Who has a different idea?

How are those ideas similar/different?

Who can rephrase ________’s idea?

Investigation Video (first half)

Encourage students to provide evidence that supports their predictions. .

How do you know that?

What have you seen in the world that makes you think that?

 

Have students document their ideas to revisit later.

Let’s record our ideas so we can come back to them and see how our ideas change.

Predictions and Planning Tool

 

Talk and Writing Goals for the Observations Phase

Teacher Talk Strategies That Support This Goal

Curriculum Components That Support This Goal

Help students discuss data and identify patterns.

What patterns do we see in our data?

How do you know that is a pattern?

What about ______ data. What does this mean?  

Class Results Poster

Class Results Spreadsheet

Encourage students to compare their own conclusions about the data and evidence with other groups and other classes.

What about this number? What does this tell us?

How is group A’s evidence different from Group B’s data?

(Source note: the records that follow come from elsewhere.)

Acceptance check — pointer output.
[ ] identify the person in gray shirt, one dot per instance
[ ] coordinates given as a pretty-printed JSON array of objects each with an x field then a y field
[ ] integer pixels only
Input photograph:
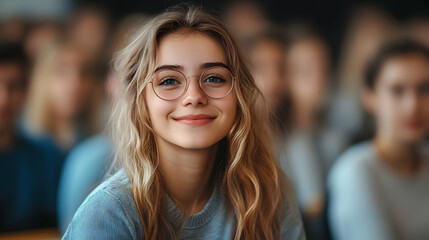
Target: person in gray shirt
[
  {"x": 190, "y": 142},
  {"x": 379, "y": 189}
]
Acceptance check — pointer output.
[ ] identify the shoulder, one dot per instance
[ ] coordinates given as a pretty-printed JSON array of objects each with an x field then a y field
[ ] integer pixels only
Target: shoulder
[
  {"x": 109, "y": 212},
  {"x": 355, "y": 160},
  {"x": 292, "y": 222}
]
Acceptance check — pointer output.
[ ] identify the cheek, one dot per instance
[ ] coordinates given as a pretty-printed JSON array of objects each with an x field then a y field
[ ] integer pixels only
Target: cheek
[
  {"x": 158, "y": 109},
  {"x": 230, "y": 110}
]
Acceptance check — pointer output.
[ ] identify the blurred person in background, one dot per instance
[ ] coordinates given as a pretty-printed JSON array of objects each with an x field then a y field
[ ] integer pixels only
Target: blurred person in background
[
  {"x": 311, "y": 144},
  {"x": 26, "y": 170},
  {"x": 367, "y": 30},
  {"x": 88, "y": 28},
  {"x": 245, "y": 19},
  {"x": 64, "y": 96},
  {"x": 13, "y": 30},
  {"x": 88, "y": 163},
  {"x": 39, "y": 35},
  {"x": 379, "y": 189},
  {"x": 267, "y": 54},
  {"x": 418, "y": 28}
]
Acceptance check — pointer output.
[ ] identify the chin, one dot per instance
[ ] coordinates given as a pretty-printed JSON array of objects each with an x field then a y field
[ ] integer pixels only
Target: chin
[{"x": 197, "y": 145}]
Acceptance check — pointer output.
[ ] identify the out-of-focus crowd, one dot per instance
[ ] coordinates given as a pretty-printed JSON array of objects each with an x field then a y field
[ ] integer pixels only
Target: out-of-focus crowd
[{"x": 350, "y": 137}]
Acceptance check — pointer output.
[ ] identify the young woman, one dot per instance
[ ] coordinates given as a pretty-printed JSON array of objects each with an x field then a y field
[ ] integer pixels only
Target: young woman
[
  {"x": 379, "y": 189},
  {"x": 196, "y": 163}
]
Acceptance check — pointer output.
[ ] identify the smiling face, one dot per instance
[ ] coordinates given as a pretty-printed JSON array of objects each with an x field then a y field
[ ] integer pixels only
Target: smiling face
[
  {"x": 194, "y": 120},
  {"x": 401, "y": 98}
]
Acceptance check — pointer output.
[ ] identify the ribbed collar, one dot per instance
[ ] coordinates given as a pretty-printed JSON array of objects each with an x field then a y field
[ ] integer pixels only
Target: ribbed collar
[{"x": 199, "y": 219}]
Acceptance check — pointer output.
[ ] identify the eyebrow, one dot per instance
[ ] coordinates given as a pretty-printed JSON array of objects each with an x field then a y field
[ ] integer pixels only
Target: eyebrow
[{"x": 202, "y": 66}]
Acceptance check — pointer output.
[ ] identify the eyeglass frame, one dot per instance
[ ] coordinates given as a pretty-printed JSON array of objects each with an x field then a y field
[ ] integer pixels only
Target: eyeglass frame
[{"x": 199, "y": 83}]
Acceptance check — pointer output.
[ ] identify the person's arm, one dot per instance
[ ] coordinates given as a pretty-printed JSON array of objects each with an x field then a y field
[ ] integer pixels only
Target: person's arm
[
  {"x": 103, "y": 216},
  {"x": 355, "y": 210}
]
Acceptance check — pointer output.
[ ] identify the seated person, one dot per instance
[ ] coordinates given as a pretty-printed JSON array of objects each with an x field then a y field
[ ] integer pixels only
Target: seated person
[
  {"x": 379, "y": 189},
  {"x": 27, "y": 170}
]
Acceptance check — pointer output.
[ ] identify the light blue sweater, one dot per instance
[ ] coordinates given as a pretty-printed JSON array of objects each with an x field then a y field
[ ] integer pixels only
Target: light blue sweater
[{"x": 110, "y": 212}]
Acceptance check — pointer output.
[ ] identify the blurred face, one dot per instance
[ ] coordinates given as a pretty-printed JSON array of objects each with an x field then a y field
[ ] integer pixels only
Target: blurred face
[
  {"x": 11, "y": 94},
  {"x": 401, "y": 98},
  {"x": 194, "y": 120},
  {"x": 89, "y": 30},
  {"x": 268, "y": 59},
  {"x": 71, "y": 86},
  {"x": 307, "y": 73}
]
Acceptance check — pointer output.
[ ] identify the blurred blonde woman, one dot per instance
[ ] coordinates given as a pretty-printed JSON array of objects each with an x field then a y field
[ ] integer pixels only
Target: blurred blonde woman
[
  {"x": 195, "y": 157},
  {"x": 64, "y": 97}
]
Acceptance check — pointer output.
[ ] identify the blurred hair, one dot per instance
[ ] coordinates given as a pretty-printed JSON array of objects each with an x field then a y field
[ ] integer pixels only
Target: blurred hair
[
  {"x": 398, "y": 47},
  {"x": 249, "y": 176},
  {"x": 38, "y": 112},
  {"x": 270, "y": 35},
  {"x": 13, "y": 53}
]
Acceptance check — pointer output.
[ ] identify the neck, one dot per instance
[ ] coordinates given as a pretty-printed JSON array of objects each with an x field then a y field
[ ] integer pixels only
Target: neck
[
  {"x": 7, "y": 139},
  {"x": 402, "y": 158},
  {"x": 187, "y": 175}
]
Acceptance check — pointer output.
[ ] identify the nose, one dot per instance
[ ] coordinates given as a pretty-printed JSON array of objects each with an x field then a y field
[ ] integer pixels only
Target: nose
[
  {"x": 412, "y": 103},
  {"x": 194, "y": 95}
]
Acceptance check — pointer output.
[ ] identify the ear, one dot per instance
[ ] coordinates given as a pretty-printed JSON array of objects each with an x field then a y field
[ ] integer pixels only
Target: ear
[{"x": 367, "y": 98}]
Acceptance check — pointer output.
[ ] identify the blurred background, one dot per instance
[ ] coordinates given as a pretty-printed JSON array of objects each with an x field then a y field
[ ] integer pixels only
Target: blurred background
[{"x": 57, "y": 87}]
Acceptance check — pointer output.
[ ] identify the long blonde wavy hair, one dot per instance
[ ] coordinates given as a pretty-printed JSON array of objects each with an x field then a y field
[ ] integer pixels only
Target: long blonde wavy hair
[{"x": 253, "y": 186}]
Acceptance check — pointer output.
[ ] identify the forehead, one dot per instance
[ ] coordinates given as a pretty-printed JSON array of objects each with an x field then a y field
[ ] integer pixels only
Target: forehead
[
  {"x": 189, "y": 50},
  {"x": 10, "y": 71},
  {"x": 407, "y": 69}
]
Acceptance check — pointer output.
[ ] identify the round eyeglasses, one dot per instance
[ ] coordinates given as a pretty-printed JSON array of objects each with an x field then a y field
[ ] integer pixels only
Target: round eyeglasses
[{"x": 214, "y": 82}]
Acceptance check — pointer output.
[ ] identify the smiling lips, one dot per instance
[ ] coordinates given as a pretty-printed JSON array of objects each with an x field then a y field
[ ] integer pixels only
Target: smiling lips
[{"x": 195, "y": 120}]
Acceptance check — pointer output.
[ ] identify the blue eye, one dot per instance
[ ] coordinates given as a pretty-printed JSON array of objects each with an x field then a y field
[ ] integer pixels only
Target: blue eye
[
  {"x": 214, "y": 79},
  {"x": 168, "y": 82}
]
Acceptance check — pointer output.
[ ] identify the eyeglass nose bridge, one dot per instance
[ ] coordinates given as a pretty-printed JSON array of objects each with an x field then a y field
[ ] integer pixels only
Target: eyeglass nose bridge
[
  {"x": 188, "y": 82},
  {"x": 199, "y": 85}
]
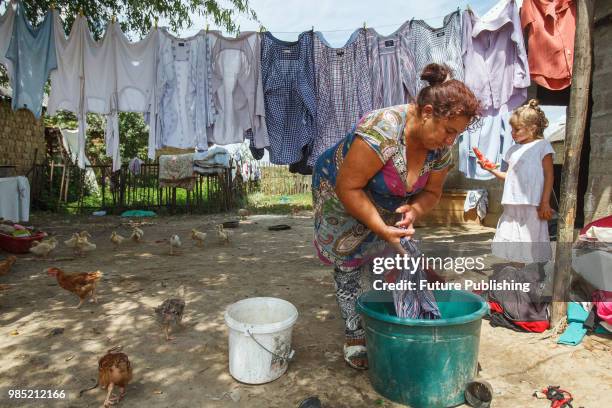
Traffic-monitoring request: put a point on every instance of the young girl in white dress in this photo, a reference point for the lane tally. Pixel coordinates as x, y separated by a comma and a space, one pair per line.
522, 231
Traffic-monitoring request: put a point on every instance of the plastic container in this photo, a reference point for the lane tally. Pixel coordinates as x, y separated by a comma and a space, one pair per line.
260, 338
19, 245
423, 363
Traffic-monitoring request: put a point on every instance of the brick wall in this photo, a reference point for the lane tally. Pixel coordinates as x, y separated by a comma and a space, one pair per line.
598, 198
20, 135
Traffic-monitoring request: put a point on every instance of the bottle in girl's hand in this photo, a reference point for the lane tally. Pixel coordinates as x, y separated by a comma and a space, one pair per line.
522, 230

How do our class’s data differ from other classes’ data?

Class Results Spreadsheet

Class Results Poster

Investigation Video (second half).

Make connections between the observations and the data/evidence.

It says here that our BTB turned colors. What does that mean?

You recorded that your bread lost weight. What does that mean?

Observations Worksheet

Have students consider how their predictions and results compare.

Let’s revisit our predictions. Who can explain the difference between our class predictions and our results?

Who had predictions that were similar to our results? Has your explanation changed? How?